When the judge finalized our adoption, she looked directly at me and said, “These children are yours as if they were born to you.” Those words hit me like a brick. I felt them deep in my chest. These weren’t children I was caring for temporarily. These weren’t children I was helping until something else happened. These were our children. And I was to love them, teach them, correct them, guide them, and show up for them exactly as I would if they had come from my own body.
But adopting older children comes with a unique set of complexities. My children came to us at 11, 6, and 4. They arrived with an entire past—memories, loyalties, trauma, unanswered questions—and we were suddenly inserted into the middle of their story. The task before us wasn’t just parenting. It was bonding… but bonding inside the rubble of what they’d already lived through.
Three Children, Three Very Different Understandings
My four-year-old was thrilled. In his mind, it was simple: Yay, I have a mom and dad now! Love was immediate because he needed it and was ready to receive it.
My six-year-old was confused. She didn’t fully grasp what it meant to suddenly have “new parents.” In her world, parents had been one set of people—and now there were new ones. That confusion is so common with kids in the middle years. It raises questions like: Do families change? Can people be replaced? What does this mean about the family I had?
My oldest understood the most—and that made things harder. At 11, he knew his parents weren’t safe. He understood that the adults in charge believed it was in his best interest to be in a different family. But that realization didn’t erase grief. He carried questions that children this age rarely speak out loud: What do I do with the memories of the family I left? How do I make sense of the good and the bad? Do I keep loving them? Do I start over? What happens to me now? He was smart enough to know the “why,” but young enough to still feel the loss.
Meanwhile, my husband and I were navigating our own storm of emotions—excitement, fear, hope, anxiety. Here we were: two adults trying to form a family with three children coming from three different emotional worlds.
So Where Do You Begin?
The first thing I did was set up a routine. It wasn’t magical. It didn’t fix trauma. But it gave us a rhythm: wake up, breakfast, get dressed, chores, lunch, play, dinner, baths, family TV or a game, and bedtime. Routine gave them something predictable in an unpredictable season. Comfort is found in consistency. And consistency is often the first building block of attachment.
They arrived at the beginning of summer, so we filled those long days with experiences they had never had before—swimming, parks, simple family outings. But the real bonding began when the honeymoon ended.
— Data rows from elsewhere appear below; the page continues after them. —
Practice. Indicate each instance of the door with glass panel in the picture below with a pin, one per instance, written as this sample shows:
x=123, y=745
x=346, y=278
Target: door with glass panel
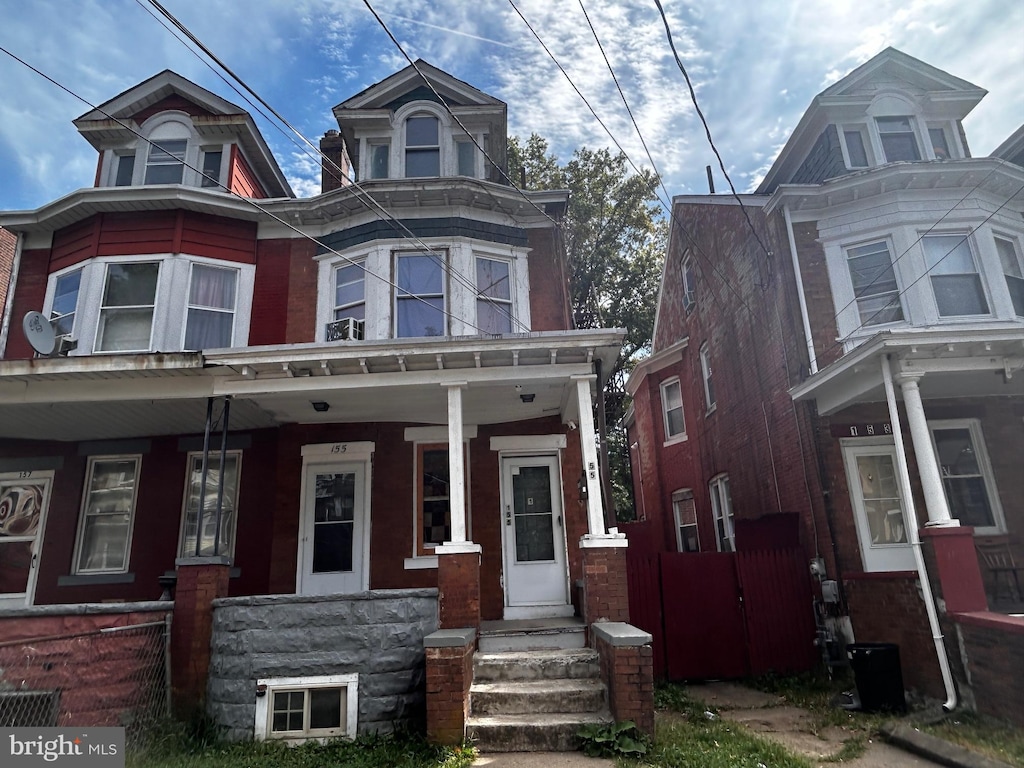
x=333, y=557
x=24, y=499
x=534, y=539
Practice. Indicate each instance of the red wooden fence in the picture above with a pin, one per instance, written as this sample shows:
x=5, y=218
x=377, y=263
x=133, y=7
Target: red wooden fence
x=724, y=614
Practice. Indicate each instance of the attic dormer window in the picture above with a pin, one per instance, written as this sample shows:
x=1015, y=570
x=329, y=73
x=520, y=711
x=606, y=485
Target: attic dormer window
x=423, y=155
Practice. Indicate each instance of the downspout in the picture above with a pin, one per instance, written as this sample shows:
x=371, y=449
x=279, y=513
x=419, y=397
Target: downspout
x=926, y=586
x=9, y=302
x=808, y=339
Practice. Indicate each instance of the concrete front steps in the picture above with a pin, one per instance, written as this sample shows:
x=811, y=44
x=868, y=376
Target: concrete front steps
x=535, y=700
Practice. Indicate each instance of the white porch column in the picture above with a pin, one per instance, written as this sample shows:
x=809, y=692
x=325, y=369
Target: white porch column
x=928, y=465
x=457, y=464
x=595, y=510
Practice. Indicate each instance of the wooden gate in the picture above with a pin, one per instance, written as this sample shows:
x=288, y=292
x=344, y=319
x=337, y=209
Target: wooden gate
x=724, y=614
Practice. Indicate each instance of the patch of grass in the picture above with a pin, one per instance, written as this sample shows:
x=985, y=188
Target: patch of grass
x=399, y=751
x=980, y=734
x=690, y=734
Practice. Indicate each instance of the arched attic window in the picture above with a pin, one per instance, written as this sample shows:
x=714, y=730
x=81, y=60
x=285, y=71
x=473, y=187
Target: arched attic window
x=423, y=152
x=166, y=153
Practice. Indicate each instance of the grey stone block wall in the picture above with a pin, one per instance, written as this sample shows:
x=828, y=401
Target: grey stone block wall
x=377, y=634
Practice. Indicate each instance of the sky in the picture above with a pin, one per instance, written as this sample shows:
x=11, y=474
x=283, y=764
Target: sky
x=756, y=66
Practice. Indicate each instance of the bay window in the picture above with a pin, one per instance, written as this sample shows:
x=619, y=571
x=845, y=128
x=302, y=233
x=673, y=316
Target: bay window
x=128, y=303
x=420, y=295
x=108, y=512
x=953, y=273
x=494, y=296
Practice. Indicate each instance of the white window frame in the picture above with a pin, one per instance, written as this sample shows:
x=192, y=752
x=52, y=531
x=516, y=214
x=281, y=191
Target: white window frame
x=711, y=401
x=666, y=385
x=984, y=466
x=875, y=557
x=170, y=312
x=508, y=304
x=725, y=537
x=83, y=513
x=679, y=498
x=689, y=279
x=266, y=687
x=232, y=536
x=968, y=240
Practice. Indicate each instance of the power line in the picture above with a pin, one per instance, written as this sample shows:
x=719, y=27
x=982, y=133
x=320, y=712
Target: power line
x=249, y=201
x=373, y=205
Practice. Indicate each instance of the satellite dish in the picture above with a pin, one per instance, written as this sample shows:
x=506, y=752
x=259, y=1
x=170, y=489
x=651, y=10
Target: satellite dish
x=39, y=332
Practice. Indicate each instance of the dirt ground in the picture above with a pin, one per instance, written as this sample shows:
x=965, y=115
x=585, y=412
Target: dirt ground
x=770, y=717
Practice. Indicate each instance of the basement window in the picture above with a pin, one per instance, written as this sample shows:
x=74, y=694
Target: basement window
x=300, y=709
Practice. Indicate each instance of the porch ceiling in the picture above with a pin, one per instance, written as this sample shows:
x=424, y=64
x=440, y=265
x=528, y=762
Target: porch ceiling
x=104, y=397
x=975, y=364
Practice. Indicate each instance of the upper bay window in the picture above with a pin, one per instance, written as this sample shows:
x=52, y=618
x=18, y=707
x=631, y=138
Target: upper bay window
x=898, y=139
x=423, y=156
x=161, y=303
x=955, y=282
x=875, y=287
x=419, y=305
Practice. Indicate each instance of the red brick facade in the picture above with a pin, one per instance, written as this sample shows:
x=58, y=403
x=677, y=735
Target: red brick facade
x=199, y=585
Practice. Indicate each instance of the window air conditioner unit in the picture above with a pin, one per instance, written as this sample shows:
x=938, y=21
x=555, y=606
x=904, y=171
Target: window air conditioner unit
x=347, y=329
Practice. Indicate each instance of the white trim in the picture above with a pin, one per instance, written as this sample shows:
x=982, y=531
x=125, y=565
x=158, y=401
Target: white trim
x=876, y=557
x=984, y=467
x=90, y=468
x=528, y=442
x=264, y=712
x=437, y=434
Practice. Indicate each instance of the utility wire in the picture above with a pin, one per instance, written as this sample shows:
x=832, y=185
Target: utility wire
x=333, y=167
x=249, y=201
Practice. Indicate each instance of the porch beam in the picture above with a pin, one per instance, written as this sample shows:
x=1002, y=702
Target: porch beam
x=595, y=510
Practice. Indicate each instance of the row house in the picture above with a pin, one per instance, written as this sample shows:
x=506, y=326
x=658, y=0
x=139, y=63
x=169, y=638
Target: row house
x=838, y=367
x=351, y=435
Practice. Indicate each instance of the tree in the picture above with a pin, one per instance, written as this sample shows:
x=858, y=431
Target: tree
x=615, y=240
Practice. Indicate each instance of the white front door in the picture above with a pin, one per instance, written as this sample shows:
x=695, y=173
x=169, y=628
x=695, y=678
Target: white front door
x=24, y=500
x=534, y=539
x=333, y=538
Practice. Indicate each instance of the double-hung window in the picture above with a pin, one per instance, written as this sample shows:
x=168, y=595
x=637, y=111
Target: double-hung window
x=706, y=373
x=672, y=410
x=683, y=509
x=108, y=511
x=875, y=287
x=422, y=146
x=494, y=296
x=65, y=304
x=721, y=507
x=215, y=478
x=955, y=282
x=420, y=295
x=967, y=474
x=210, y=323
x=1012, y=270
x=167, y=162
x=127, y=308
x=898, y=139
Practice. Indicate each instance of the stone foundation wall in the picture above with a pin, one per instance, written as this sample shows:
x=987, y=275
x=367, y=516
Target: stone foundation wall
x=377, y=634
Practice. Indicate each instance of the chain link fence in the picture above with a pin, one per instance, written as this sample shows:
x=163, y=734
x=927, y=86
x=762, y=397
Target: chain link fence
x=116, y=676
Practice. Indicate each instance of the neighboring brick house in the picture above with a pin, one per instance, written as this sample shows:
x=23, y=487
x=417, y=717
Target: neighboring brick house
x=259, y=392
x=876, y=289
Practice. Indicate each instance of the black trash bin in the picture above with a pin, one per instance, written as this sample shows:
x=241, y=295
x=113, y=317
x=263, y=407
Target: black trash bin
x=877, y=671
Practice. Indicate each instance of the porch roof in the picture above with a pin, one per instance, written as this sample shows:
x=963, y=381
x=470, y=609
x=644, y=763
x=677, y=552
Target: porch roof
x=973, y=363
x=112, y=396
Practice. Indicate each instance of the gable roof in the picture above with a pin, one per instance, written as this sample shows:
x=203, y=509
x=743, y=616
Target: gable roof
x=103, y=123
x=390, y=90
x=889, y=71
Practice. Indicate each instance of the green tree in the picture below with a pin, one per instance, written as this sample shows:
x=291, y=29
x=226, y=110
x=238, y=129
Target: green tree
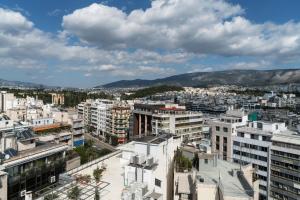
x=50, y=196
x=97, y=195
x=74, y=193
x=97, y=173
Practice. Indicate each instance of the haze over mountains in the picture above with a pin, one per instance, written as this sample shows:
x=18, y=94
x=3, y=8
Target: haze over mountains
x=229, y=77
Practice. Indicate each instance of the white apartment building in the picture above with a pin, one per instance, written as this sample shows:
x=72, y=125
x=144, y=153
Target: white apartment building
x=223, y=130
x=100, y=116
x=285, y=166
x=6, y=101
x=252, y=145
x=178, y=121
x=150, y=168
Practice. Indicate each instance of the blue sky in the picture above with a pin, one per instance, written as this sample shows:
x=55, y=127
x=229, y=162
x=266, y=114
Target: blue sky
x=84, y=43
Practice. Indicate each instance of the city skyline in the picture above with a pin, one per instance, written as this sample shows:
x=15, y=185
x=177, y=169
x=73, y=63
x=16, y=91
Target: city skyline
x=89, y=43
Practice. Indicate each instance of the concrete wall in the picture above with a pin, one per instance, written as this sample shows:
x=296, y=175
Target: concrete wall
x=3, y=185
x=73, y=163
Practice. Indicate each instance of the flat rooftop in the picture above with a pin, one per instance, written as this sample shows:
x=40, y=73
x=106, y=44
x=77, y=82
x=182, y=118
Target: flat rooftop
x=153, y=139
x=254, y=131
x=289, y=137
x=45, y=148
x=232, y=186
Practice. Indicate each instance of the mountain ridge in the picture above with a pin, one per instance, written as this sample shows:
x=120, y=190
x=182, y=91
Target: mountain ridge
x=226, y=77
x=8, y=83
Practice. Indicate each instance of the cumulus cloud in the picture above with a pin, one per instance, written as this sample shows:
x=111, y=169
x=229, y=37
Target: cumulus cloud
x=196, y=26
x=24, y=46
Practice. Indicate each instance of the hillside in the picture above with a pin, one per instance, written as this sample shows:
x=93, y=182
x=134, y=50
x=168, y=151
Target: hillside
x=229, y=77
x=6, y=83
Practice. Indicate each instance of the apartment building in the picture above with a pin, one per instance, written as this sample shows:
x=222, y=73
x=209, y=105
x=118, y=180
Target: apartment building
x=120, y=117
x=26, y=165
x=6, y=101
x=101, y=116
x=224, y=129
x=158, y=117
x=285, y=166
x=252, y=145
x=142, y=118
x=178, y=121
x=84, y=112
x=148, y=174
x=106, y=118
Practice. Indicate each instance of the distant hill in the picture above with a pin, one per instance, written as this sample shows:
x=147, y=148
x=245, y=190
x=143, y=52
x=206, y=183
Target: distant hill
x=229, y=77
x=6, y=83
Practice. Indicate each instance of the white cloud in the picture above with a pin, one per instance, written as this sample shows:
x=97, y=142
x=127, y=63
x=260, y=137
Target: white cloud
x=196, y=26
x=25, y=47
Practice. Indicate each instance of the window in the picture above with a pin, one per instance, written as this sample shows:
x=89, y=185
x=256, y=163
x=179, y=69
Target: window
x=157, y=182
x=253, y=136
x=241, y=134
x=259, y=125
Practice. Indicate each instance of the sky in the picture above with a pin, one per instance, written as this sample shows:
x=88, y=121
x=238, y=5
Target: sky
x=85, y=43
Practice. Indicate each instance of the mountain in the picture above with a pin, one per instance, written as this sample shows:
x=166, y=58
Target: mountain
x=6, y=83
x=229, y=77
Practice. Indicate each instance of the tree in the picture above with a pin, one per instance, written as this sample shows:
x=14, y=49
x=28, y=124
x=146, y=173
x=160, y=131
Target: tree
x=51, y=197
x=97, y=196
x=74, y=193
x=97, y=173
x=196, y=161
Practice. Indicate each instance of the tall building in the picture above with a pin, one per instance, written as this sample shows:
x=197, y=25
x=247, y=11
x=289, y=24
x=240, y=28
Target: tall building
x=285, y=166
x=6, y=101
x=120, y=116
x=101, y=116
x=223, y=130
x=106, y=118
x=158, y=117
x=142, y=117
x=252, y=145
x=178, y=121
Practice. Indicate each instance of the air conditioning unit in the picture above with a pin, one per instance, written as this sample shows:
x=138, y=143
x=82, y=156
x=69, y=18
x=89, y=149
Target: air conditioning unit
x=52, y=179
x=150, y=161
x=23, y=193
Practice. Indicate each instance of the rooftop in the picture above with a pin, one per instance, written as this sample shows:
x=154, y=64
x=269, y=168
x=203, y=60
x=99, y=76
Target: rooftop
x=289, y=137
x=254, y=131
x=231, y=185
x=45, y=148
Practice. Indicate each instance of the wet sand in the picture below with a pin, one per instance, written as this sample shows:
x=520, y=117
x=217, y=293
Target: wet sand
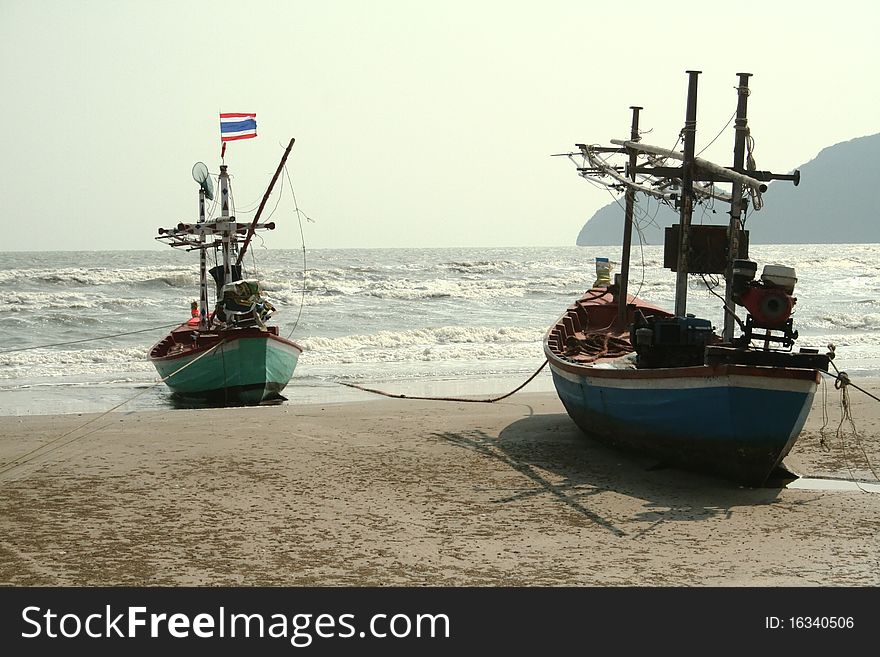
x=414, y=493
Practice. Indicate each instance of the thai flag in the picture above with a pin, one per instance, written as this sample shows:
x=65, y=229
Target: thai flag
x=236, y=125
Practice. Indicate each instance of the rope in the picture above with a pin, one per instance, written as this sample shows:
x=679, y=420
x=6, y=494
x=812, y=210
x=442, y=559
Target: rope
x=103, y=337
x=454, y=399
x=842, y=382
x=23, y=459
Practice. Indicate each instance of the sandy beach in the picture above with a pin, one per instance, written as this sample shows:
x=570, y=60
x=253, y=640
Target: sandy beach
x=413, y=493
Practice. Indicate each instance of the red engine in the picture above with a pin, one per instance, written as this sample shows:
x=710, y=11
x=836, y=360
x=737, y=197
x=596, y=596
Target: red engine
x=768, y=300
x=770, y=307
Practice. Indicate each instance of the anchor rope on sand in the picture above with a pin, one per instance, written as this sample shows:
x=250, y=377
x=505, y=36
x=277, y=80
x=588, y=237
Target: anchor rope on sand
x=843, y=382
x=455, y=399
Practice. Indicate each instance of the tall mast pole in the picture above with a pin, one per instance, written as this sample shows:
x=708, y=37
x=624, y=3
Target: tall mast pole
x=628, y=222
x=736, y=204
x=203, y=267
x=687, y=194
x=226, y=225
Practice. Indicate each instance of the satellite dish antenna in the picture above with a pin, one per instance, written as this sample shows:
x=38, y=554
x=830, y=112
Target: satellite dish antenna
x=201, y=176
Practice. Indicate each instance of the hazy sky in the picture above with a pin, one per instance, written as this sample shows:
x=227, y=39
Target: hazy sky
x=417, y=123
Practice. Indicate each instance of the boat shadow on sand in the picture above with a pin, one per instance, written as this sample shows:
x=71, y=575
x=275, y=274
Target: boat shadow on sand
x=560, y=462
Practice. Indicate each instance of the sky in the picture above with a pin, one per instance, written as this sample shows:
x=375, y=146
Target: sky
x=417, y=124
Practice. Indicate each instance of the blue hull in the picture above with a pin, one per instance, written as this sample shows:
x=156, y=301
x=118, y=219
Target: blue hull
x=737, y=426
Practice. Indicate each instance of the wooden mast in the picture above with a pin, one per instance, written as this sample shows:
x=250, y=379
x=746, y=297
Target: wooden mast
x=736, y=204
x=687, y=196
x=253, y=225
x=623, y=290
x=203, y=266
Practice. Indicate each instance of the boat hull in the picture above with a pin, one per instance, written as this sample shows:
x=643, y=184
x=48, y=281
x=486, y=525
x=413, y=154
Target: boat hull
x=229, y=367
x=732, y=424
x=735, y=420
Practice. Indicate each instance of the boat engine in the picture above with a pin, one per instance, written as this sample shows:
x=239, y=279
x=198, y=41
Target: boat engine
x=769, y=301
x=669, y=341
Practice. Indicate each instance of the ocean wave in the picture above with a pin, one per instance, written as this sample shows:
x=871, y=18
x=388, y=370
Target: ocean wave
x=172, y=276
x=48, y=301
x=861, y=321
x=439, y=353
x=419, y=338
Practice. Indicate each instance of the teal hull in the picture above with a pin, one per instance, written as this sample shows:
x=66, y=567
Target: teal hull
x=243, y=366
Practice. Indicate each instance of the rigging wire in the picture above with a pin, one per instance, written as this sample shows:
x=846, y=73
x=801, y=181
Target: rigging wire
x=299, y=216
x=729, y=121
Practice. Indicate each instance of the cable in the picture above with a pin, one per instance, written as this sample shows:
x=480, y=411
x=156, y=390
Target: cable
x=103, y=337
x=453, y=399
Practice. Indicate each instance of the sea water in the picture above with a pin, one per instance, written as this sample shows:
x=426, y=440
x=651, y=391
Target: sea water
x=77, y=326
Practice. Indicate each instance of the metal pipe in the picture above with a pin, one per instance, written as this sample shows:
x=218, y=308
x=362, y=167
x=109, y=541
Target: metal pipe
x=623, y=291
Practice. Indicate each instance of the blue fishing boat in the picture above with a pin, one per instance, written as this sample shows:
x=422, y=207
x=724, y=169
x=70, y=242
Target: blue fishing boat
x=663, y=383
x=227, y=353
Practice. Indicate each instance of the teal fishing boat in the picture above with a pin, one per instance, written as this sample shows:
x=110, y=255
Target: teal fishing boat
x=228, y=352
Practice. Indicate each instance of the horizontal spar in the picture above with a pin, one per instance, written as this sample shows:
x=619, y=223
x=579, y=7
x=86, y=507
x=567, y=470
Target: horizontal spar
x=718, y=170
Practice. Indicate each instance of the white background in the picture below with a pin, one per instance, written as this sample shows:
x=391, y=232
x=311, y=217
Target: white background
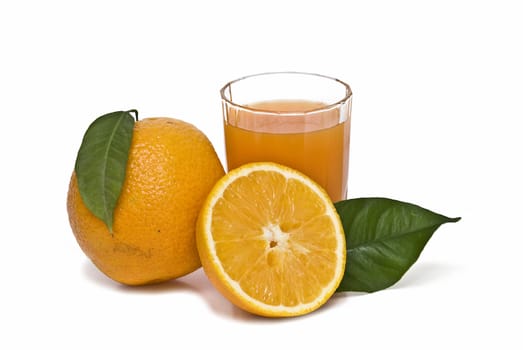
x=436, y=121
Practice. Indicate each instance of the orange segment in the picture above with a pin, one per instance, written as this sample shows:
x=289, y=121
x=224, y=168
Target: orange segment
x=270, y=240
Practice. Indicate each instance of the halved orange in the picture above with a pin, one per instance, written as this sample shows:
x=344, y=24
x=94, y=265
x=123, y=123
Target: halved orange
x=271, y=241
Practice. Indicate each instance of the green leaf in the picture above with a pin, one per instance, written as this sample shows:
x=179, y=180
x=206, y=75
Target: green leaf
x=101, y=163
x=384, y=238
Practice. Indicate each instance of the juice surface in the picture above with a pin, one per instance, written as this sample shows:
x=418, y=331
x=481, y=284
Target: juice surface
x=316, y=144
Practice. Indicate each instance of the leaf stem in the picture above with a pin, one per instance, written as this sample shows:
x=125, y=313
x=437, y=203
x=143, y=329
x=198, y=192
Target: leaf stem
x=135, y=113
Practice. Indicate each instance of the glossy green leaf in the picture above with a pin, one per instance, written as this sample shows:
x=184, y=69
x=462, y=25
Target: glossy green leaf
x=101, y=163
x=384, y=238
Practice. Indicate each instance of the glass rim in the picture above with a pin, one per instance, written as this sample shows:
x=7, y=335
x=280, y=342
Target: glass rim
x=344, y=99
When the Acting Out Begins
Every foster/adoptive parent knows this phase. The testing. The meltdowns. The pushing back. The question beneath the behavior is always the same: “Are you going to stay?” There’s such a thin line between the parent you need to be and the love you want to give. You discipline because you must. But you love because you choose to. And in adoption, you are playing a long game with slow gains—sometimes painfully slow.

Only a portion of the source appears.